On the US East Coast, 2M Alliance started a trans-Pacific service from Vietnam and China in March 2021 to US East Coast ports. This year, Zim launched an express service from the Port of Cai Mep and southern China to the US East Coast.
In response to the increased demand, the government of Vietnam is expected to begin dredging Cai Mep’s main shipping channel this year so it can more easily handle large ships without tidal restrictions, Alphaliner reported in April. The channel will go from 45 feet to 50 feet.
Vietnam service limited
UWL is not the only forwarder involved in container ship chartering. Transfar Shipping, one of the charter carriers that debuted last year in the trans-Pacific, is a subsidiary of Shanghai’s Worldwide Logistics Group, according to Armstrong & Associates. Originally set up to handle dry bulk shipping, Transfar chartered its first container ships and started offering service to the US West Coast and East Coast last year.

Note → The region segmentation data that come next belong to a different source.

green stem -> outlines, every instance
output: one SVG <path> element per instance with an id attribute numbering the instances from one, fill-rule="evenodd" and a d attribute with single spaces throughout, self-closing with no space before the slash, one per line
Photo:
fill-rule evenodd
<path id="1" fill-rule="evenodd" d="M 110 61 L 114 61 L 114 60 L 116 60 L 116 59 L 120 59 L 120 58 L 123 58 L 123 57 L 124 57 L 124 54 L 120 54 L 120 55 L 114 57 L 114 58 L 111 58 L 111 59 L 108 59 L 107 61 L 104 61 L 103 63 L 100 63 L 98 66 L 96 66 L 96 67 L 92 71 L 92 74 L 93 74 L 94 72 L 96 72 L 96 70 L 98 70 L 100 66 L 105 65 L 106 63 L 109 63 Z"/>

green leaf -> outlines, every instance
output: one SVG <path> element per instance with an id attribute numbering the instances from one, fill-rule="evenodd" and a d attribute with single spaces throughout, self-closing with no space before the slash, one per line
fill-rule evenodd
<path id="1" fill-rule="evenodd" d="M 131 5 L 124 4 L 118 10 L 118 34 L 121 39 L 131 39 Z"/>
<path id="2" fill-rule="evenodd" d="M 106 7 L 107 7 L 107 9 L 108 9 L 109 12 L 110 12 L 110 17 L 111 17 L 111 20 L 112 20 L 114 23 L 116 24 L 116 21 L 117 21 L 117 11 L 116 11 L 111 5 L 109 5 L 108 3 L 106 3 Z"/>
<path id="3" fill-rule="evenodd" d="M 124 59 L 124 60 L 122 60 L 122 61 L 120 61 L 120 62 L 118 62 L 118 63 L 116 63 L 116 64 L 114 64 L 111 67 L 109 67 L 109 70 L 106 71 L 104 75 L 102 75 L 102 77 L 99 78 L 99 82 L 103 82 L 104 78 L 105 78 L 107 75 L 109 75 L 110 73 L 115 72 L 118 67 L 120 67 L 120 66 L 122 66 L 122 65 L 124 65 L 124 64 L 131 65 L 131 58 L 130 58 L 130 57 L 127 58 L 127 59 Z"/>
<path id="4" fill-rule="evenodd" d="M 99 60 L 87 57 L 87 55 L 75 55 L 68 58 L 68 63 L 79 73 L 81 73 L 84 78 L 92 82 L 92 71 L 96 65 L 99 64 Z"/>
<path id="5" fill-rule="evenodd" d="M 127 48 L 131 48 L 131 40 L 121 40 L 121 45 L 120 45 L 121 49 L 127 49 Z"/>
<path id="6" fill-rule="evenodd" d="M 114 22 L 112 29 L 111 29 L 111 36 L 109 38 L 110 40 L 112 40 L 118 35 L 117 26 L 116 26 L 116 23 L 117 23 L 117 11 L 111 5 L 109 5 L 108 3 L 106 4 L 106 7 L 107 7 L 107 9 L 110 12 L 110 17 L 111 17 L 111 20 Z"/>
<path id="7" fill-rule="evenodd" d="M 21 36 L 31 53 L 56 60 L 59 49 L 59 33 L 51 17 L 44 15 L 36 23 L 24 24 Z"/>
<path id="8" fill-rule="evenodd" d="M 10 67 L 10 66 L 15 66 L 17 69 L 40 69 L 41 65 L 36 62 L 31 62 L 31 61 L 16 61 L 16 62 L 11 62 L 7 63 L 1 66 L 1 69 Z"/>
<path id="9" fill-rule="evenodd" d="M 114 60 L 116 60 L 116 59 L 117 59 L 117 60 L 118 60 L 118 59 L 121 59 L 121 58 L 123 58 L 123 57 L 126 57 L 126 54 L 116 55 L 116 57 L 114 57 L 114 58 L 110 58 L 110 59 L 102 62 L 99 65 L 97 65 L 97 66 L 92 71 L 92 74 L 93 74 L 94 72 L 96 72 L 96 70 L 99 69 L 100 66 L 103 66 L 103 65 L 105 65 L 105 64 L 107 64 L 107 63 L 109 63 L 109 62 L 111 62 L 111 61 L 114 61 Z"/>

Wright said UWL’s legacy in ship agency and cargo handling for the Great Lakes bulk trade made it comfortable in vetting Swire and taking a more direct operational role in the service. As a regular service, Wright said about 85 percent of capacity is tied up in monthly cargo commitments, with the remainder available on a spot basis.
Swire Shipping, which is part of Asia-Pacific conglomerate Swire Group, is looking to expand outside of its main market in providing liner services to and from South Pacific islands, Wright said. Swire also announced last week that it will be acquiring US-based forest products specialist Westwood Shipping Lines, which operates seven geared container ships that offer service from Asia to the Pacific Northwest. Wright said Swire is also buying its own containers in addition to the UWL containers it is using.
While originally focused on the import market, Wright said that the most recent sailing on the new service also carried its first US exports to Vietnam. Agricultural and forest product shippers in the Pacific Northwest are especially interested in the new service, he added.